What do you get when you combine an artistic kitchen crew with knowledgeable front-of-the-house staff in a relaxed yet refined establishment, with a little LCD Soundsystem and A Tribe Called Quest* thrown into the mix? You get Graham Elliot, one of Chicago’s most fun fine dining experiences. My sister and I had the pleasure of eating our way through their thoughtful new 15 course menu (with 4 additional small bites, introduced as gifts from the kitchen) along with wine pairings, launched just last night. What a wild ride!
What do you get when you combine low lighting and stark white plates? Crappy food photos. I wish the pictures were a fraction as good as the food tasted, but they give an idea of the playful nature of the plating of each dish.

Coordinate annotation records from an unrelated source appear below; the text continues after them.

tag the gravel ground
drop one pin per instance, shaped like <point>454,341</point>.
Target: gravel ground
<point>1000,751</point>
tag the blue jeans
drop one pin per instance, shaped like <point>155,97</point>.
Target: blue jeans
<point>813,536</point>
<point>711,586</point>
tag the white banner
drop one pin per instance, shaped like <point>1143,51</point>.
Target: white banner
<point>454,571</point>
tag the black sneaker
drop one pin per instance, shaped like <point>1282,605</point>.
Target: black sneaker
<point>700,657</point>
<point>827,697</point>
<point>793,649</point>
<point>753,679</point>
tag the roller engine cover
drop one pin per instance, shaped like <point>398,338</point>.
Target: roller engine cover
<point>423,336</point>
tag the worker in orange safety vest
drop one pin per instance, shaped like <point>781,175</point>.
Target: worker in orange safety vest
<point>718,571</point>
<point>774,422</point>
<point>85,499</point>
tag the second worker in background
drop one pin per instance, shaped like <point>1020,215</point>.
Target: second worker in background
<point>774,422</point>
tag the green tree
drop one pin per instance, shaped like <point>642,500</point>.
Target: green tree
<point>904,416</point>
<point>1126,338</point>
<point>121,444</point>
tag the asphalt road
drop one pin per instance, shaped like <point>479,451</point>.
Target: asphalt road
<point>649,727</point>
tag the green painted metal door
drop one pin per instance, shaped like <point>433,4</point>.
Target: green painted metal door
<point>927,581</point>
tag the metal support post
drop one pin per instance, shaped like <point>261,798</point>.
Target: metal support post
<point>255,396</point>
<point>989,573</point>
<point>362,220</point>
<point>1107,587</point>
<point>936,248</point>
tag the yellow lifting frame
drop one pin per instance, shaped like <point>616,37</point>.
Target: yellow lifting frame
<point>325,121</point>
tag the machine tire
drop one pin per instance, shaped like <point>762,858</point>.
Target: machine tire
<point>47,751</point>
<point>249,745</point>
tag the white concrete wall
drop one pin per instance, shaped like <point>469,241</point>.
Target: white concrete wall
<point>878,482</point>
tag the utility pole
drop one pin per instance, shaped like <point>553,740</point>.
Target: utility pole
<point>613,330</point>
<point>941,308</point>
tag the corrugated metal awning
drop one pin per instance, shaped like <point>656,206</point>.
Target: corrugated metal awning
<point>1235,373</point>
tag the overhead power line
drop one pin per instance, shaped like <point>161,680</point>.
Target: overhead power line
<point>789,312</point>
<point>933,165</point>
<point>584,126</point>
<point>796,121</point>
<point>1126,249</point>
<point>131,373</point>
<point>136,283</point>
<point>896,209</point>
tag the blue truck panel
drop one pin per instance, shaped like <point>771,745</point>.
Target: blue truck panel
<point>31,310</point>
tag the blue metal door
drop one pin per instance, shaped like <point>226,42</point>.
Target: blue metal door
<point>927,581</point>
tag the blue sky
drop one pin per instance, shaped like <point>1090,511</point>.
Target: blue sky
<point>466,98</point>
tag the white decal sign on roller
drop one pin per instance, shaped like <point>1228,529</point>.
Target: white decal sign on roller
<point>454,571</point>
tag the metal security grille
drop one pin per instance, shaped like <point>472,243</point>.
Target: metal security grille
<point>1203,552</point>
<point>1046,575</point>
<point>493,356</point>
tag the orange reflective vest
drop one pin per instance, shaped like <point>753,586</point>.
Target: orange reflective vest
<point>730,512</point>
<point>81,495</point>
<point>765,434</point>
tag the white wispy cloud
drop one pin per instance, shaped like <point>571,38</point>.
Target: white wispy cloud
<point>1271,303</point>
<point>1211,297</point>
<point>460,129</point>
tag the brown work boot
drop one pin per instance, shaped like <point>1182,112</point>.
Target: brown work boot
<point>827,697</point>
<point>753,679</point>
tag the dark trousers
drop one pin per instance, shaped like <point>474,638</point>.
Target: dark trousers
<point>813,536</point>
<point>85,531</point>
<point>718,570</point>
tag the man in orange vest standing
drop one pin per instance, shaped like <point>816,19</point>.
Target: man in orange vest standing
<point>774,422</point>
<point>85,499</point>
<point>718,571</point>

It was a long, luxurious meal. 3 hours and 15 minutes, to be exact. Each course had many components, building layers of flavor, but none of the courses were more than a few bites. If I wrote about each and every course, it would take you 3 hours and 15 minutes just to digest the info, so here are the highlights, in the order in which we ate them.
Pillow Talk – The cocktail that I started with. Colleen and I couldn’t have loved this any more. A nearly slushy mix of Tito’s Vodka, Americano Cocchi, St. Germaine, and sparkling Gamay, it was fragrant, floral, sweet, and very deserving of the award the mixologist won from Tito’s. I would drink this all the time if it was acceptable to drink all the time.

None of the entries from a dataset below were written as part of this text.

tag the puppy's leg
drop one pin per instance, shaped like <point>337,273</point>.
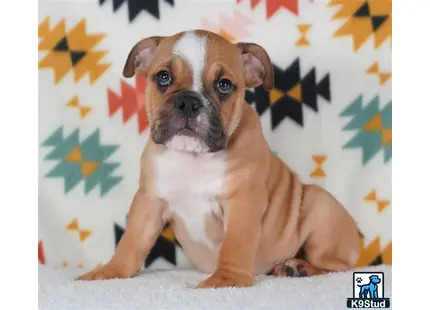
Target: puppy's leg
<point>236,258</point>
<point>330,235</point>
<point>144,224</point>
<point>295,267</point>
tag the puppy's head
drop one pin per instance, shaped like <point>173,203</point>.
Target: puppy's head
<point>196,83</point>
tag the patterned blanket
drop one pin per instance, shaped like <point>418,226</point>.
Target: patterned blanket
<point>328,117</point>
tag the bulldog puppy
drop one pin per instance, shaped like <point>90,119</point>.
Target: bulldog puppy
<point>236,208</point>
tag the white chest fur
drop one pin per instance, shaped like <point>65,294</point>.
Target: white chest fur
<point>189,183</point>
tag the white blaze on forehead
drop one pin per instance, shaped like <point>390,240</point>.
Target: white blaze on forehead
<point>192,48</point>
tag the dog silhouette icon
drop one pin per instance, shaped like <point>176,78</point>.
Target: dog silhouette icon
<point>370,290</point>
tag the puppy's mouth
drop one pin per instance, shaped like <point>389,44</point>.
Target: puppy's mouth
<point>187,132</point>
<point>186,124</point>
<point>187,140</point>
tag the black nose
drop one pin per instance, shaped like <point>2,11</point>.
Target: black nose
<point>188,104</point>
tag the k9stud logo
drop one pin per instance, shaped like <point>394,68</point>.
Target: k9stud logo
<point>368,291</point>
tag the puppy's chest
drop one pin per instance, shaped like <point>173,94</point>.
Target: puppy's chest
<point>190,184</point>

The only item that has consistently been on Graham Elliot’s menu since day one, and for good reason. This deconstructed salad is fun to look at, fun to eat, and packs all of the flavor of the classic salad into a few bites. The buttery brioche crouton (our server referred to it as a “Twinkie,” but that’s kind of insulting to the crouton) is filled with a creamy dressing. A tight bundle of crisp romaine rests on the crouton, and a filleted anchovy rides the wave of lettuce. It’s a fantastic riff on something you’ve eaten a million times in your life.
The octopus was cooked sous vide in chorizo fat, and served alongside both regular and dehydrated chorizo, and somehow the ocean flavor wasn’t lost. It’s a miracle! Saffron and fennel flavored the dish, and ultra thin grape slices add color and sweetness.

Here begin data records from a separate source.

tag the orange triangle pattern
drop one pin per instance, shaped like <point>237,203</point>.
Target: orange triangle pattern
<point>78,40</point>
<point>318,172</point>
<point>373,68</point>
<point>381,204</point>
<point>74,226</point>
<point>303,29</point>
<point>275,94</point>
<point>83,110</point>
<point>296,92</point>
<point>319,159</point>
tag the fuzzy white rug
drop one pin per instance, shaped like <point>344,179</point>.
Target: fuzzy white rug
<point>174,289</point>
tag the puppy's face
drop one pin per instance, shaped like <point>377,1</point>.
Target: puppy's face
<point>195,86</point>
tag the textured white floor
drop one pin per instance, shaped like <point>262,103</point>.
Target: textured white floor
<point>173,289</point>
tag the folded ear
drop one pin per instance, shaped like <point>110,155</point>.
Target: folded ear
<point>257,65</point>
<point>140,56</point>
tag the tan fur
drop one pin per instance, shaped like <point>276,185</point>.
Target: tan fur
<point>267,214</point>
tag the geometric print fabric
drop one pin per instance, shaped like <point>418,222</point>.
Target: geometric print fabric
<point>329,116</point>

Trumpet mushrooms are inside and under the pasta. Fresh ricotta adds extra creaminess, and a perfectly runny quail egg and a sweet red wine reduction acted as sauces. Super decadent, this may have been Colleen’s favorite course of the night.
At this point, we’d consumed a good amount of wine. Before it got to the table, Colleen and I debated on whether this word is pronounced “turbo” or “turbot.” I won’t tell you who was right (because it wasn’t me), but it is in fact, “turbo.” The firm fish was cooked perfectly, and we both loved the silky cauliflower puree and champagne sauces. Super white, super chic, both in looks and in taste. Colleen joked that she liked how it was really full of turbo flavor. Again, lots of wine at this point.
Look at that perfect carrot. It’s so perfectly squat that it could be a caricature of a real carrot. But enough about the carrot. The hen was the real star of this dish. Who knew that hen would be so juicy, fatty, and succulent? I was expecting chicken, and I was blown away. This dish was a great balance of sweet and salty, accented with maple and yam. That’s kale underneath the hen. Kale’s so hot right now.
This was one of the more playful dishes on the menu, a play on cherry cola. Brian, the Chef de Cuisine made sure that we understood that he didn’t use any Coca Cola in this dish, which means that he nailed the flavors on his own. The beef was fork tender, and the beautiful beets were perfectly roasted.
Holy god, we’re both stuffed at this point, and secretly a little thankful that this is the last meat course because there are still 4 more plates after this. But then, the venison! Check out that savory oatmeal cookie crumble! And those sparkly pomegranate seeds! And the perfectly cooked game! And the wrinkly currants! The look of this dish snapped me out of my food coma before I tasted it, and when I did, it easily became my favorite for the night. Tons of textures, with the crunchy cookie, the popping seeds, and the chewy currants. Well played, GE. Well played.
See how the tabletop looks different in this picture? That’s because the intermezzo, a delicious eggnog with perfectly squared off bits of brandy gelee was served in the kitchen, at the pastry station. Nice little presentation for eggnog, don’t you think? It tasted like Christmas. I like Christmas.
It takes a lot to wow me with dessert, but the new menu at Graham Elliot managed to do it twice. This beautiful plate was refreshing with fresh grapefruit, tart with persimmon pudding, crisp with pecan brittle, and sweet with caramel. If only more desserts could be this inventive! It was served alongside a hot buttered rum.
Here’s the second dessert that floored me. Graham Elliot isn’t reinventing the wheel, here. A plated dessert like this has been done a thousand times: chocolate custard, ice cream, cookie crumble, fruit. It’s the amazing flavors that they’ve pulled out of each component that made this particular dessert shine. Look at the drag on the sides of that chocolate custard – it was the most amazing, creamy texture. The chocolate shortbread crumble had a dark, sophisticated flavor. The ice cream is actually a tangy Greek yogurt sorbet, which cut through all of the sugar very nicely. And the pretty yellow ribbon on top is a passion fruit gelee, wrapping up the whole meal like a huge present.
So, there it is. That’s about half of the new menu at Graham Elliot, and I didn’t even speak to the spot-on wine pairings.
*Other goodies heard throughout the evening: Band of Horses, Daft Punk, The National, Morrissey, Andrew Bird, and Kings of Leon. Don’t be fooled by the fancy plating. This place is laid back. Our server, who was amazing and knew the menu inside and out on its first night, was rocking some pretty sweet sneaks, and you can, too. Because when you’re eating your way through a 15 course menu, Graham Elliot understands that you have the right to be comfortable in your clothes, and in their restaurant.
217 W. Huron,
Graham Elliot was kind enough to pay for my meal, but my opinions of the food, atmosphere, and staff are my own.